Special devices modify the shape and speed of the carbon-ion beams to fit the size and location of a patient’s tumor. The beams shoot through the patient’s healthy flesh or organs with virtually no effect. As the positively charged particles slow and stop inside the tumor, each one attracts toward it huge numbers of negatively charged electrons from atoms in nearby cancer cells.
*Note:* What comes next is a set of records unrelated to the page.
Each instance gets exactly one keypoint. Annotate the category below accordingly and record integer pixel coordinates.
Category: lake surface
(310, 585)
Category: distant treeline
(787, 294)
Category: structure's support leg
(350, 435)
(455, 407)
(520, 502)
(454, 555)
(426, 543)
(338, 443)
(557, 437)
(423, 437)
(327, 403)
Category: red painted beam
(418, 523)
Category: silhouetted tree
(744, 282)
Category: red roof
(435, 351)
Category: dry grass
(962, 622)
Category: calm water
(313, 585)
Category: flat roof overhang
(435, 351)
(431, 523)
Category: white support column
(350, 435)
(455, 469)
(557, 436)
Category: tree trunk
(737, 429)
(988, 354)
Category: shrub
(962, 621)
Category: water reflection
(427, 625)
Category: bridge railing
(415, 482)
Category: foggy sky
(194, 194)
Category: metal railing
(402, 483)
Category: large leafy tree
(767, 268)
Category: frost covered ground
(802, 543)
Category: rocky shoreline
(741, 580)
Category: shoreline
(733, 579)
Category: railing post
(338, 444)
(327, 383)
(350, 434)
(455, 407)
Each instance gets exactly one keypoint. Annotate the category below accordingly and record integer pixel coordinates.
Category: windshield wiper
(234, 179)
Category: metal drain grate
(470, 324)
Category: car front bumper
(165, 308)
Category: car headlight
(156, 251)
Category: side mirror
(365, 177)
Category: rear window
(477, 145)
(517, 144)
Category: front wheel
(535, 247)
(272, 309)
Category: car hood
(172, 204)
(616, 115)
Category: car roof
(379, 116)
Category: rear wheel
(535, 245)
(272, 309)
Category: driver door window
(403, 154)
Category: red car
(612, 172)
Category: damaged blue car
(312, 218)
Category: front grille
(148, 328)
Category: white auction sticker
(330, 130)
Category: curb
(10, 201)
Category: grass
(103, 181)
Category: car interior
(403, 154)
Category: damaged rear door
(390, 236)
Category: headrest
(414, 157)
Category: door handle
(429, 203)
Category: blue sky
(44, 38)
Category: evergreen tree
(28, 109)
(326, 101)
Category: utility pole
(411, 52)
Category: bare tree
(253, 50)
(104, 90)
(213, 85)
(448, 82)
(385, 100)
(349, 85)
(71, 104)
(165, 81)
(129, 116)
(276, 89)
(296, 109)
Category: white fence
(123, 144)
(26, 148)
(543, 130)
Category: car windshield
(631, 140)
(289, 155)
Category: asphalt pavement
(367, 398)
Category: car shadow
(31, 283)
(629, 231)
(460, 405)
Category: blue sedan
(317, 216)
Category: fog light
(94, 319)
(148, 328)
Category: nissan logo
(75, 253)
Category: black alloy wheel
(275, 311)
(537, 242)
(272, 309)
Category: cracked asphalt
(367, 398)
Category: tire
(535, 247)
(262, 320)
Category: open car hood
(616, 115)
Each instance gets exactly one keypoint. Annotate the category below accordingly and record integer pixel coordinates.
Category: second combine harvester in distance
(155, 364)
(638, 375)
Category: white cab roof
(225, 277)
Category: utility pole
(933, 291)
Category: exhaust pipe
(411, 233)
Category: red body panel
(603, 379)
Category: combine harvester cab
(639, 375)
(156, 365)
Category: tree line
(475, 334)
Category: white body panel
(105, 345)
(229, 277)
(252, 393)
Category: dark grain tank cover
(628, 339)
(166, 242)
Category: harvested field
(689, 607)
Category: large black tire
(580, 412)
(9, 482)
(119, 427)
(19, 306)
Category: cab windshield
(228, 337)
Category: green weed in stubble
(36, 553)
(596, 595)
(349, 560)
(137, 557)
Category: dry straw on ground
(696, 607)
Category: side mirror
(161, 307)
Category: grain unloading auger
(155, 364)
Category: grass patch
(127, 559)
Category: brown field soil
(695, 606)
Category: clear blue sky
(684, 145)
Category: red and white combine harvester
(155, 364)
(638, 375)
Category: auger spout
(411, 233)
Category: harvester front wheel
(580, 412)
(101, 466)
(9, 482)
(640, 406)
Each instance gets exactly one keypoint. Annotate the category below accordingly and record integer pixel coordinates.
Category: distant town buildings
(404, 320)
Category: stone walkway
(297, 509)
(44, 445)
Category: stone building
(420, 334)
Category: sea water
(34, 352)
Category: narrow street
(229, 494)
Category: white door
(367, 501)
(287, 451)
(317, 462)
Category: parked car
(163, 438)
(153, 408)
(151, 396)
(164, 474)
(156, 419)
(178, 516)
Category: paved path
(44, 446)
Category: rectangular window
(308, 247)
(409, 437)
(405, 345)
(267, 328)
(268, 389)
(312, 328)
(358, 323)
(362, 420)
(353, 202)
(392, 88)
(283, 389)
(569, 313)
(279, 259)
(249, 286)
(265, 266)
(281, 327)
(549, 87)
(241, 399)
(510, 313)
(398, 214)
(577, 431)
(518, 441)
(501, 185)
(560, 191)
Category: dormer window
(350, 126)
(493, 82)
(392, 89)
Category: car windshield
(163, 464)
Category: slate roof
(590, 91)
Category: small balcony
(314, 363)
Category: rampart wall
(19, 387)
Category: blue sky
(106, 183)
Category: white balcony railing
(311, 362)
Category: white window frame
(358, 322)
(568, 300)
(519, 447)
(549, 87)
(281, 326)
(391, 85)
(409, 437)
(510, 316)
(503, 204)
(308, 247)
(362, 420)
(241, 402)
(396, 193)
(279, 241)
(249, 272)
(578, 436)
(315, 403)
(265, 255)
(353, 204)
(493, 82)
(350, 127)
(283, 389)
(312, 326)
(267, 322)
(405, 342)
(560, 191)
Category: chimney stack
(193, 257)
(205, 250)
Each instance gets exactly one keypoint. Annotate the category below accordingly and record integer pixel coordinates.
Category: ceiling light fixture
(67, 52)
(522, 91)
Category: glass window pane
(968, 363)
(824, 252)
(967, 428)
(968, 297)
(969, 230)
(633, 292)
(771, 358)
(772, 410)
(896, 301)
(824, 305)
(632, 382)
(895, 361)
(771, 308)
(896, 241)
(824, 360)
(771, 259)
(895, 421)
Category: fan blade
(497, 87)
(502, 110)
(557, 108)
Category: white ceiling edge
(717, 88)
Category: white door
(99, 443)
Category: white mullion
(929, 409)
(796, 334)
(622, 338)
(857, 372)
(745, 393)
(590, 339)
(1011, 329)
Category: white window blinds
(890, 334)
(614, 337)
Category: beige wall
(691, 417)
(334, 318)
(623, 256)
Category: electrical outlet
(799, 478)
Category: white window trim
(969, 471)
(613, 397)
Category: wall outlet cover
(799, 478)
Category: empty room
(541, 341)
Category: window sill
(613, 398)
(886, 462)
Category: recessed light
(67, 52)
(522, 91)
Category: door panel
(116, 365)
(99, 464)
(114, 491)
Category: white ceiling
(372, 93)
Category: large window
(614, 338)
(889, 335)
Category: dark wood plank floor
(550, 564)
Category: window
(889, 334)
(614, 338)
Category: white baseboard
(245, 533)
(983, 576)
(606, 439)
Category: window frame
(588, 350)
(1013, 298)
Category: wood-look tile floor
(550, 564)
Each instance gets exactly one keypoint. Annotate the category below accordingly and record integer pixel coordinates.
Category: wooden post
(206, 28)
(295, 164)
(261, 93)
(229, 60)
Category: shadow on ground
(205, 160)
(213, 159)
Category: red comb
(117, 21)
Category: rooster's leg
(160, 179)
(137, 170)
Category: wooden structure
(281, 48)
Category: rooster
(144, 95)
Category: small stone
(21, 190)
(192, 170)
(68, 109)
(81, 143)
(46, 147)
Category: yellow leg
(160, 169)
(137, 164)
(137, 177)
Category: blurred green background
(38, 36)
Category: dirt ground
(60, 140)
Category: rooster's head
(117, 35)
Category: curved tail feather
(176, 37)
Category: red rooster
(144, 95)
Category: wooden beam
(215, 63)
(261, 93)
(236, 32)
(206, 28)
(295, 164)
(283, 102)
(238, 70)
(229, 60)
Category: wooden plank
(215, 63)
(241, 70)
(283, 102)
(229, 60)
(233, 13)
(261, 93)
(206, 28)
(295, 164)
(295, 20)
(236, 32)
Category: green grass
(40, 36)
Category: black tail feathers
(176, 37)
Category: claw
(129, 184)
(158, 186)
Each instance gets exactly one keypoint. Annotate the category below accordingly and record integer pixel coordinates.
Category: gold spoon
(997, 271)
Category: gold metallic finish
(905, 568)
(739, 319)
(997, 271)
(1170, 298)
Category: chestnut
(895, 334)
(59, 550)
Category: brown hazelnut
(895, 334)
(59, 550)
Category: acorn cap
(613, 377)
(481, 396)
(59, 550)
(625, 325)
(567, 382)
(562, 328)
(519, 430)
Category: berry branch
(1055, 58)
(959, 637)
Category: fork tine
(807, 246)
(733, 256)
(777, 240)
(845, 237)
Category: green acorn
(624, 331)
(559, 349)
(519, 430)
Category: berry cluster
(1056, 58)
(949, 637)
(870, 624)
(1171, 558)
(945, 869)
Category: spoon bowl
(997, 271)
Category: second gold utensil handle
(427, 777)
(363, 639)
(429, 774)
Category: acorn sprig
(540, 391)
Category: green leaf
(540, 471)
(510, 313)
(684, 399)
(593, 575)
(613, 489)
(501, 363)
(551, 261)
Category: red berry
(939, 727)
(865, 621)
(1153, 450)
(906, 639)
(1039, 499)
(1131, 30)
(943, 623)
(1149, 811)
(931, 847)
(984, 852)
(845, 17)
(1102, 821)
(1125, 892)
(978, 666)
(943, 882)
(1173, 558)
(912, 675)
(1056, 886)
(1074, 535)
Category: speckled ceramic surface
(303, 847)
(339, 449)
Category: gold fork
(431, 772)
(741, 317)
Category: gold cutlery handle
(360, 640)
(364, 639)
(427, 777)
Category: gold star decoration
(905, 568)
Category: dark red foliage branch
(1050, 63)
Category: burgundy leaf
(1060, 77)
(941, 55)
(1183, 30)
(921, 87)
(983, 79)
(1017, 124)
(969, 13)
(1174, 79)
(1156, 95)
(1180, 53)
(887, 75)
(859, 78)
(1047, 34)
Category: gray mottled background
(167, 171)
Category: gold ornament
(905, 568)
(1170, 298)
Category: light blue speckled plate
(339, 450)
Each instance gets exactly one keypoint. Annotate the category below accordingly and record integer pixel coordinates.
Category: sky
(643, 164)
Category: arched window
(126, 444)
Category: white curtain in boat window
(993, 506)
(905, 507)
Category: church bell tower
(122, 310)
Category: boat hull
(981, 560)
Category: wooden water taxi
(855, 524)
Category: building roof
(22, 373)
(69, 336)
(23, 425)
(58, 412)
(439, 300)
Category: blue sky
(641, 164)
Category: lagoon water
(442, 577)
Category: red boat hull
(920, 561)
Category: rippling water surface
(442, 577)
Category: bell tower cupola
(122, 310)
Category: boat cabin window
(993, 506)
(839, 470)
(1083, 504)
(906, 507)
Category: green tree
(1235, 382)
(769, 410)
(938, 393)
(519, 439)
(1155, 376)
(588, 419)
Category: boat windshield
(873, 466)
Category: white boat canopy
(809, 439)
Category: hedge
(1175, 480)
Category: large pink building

The molecular disruption is enough to kill those cells--and often the entire tumor.

There is enough optimism in Japan about the therapy that Hyogo Prefecture, which includes the West Japan city of Kobe, has begun construction of a $245-million particle-beam cancer treatment facility, which is due to open by 2002. Plans call for the initial use only of proton beam therapy, but the center will be able to provide carbon-ion therapy as well if the experiments at HIMAC prove successful.

If, over the next five to 10 years, HIMAC can show that heavy-ion therapy is the best treatment for even a few specific types of tumors, patients with those kinds of cancer may be brought here from throughout Japan, Tsuji said.

But the goal is to discover sufficiently effective therapy techniques to trigger construction of more such facilities in Japan and perhaps around the world.

“This is a research institution,” Tsuji explained. “If we can give the result [that] ‘this type of treatment could be used for this type of tumor,’ then we can ask other cancer centers to build similar, more compact machines of this type.” Just a few heavy-ion accelerators, he said, “could be enough for Japan.”

(BEGIN TEXT OF INFOBOX / INFOGRAPHIC)

TARGETING CANCER

Early clinical trials of the use of heavy-ion radiation as a cancer treatment have shown promise. An experimental facility near Tokyo uses technology originally developed for the study of nuclear physics to blast inoperable cancer tumors with beams of carbon ions.

Advertisement

1. Positively charged nuclei of carbon atoms are boosted to 65% of the speed of light through linear accelerators and synchrotrons.

2. Controlled by powerful magnetic fields, vertical and horizontal beams of the particles are directed into treatment rooms.

3. Special devices designed according to the size and location of a patient’s tumor modify the shape and speed of the beams.

4. The particles pass through healthy flesh or organs at such high speed that they cause no damage.

5. As the positively charged particles slow down and stop inside the tumor, each one attracts toward it huge numbers of negatively charged electrons from atoms in nearby cancer cells. The molecular disruption is so great that those cells and often the entire tumor are killed.